Take that, Romeo.

Way, way back in the mists of antiquity, when I was but a little Benny, there was a computer program called Klik & Play.  It was purportedly produced by Clickteam but in fact (as I learned after much research) it was forged in the depths of Hades by a maddened cabal of satanic hellsprites, for the sole and exclusive purpose of driving me out of my ever-lovin' mind.

The idea was that Klik & Play empowered you to make computer games of yowah vewwy, vewwy own, using pre-produced sprites and backgrounds.  And dark magic.  I am assuming about the dark magic part because no matter how much I raged and fumed, I never managed to make anything except a mangled gamelet in which a cartoon female with implausibly large breasts wobbled halfway across the screen and then dissolved into pixels.

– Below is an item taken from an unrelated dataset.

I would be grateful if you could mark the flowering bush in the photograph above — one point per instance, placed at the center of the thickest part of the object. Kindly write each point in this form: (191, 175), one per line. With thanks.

(Why was my protagonist a cartoon female with implausibly large breasts?  Because I couldn't figure out how to change the default sprite to the spaceship and why, pray tell, would you leap to such unwarranted conclusions?)

If you yourself rejoiced in a copy of Klik & Play as a child, and so manipulated the dread contraption as to create the equivalent of Gabriel Knight or Psychonauts, then please feel free to shut up about it and never tell me ever.

Anyway, I say all this because I have decided to be the Pie Devil.

See, Klik & Play shipped with a number of demo games, designed to show us what WE TOO COULD ASPIRE TO MAKE with the cursed thing if we had ten years and a few graduate degrees in computer design to spare.  These were not what you would call inspired, with two exceptions.  There was one which had a doughnut as a protagonist, which I believe was a gaming first.  The other was a Donkey Kong clone, itself nothing to spasm about, wherein Romeo had to rescue Juliet from that most dreadful of perils, a series of platforms and ladders. 

But the antagonist, O, the antagonist...

Well, LOOK at him.

The Pie Devil's function in the game was to hurl down confectionary at his Veronan nemesis with the regularity of a metronome, accompanying his calorific onslaught with the battle cry, "Take that, Romeo!"  The Pie Devil was not one of your modern villains.  He did not agonize over his place in the world or share tortured memories of his miserable childhood.  Oh no.  Oh, no.  The Pie Devil hurled pie, and the Pie Devil hurled it well.  

Now, would not modern society be improved if you knew that any moment, someone could appear on a high structure nearby, screetching and throwing down deep dish bumbleberry tarts?  Indeed yes.  Destiny calls.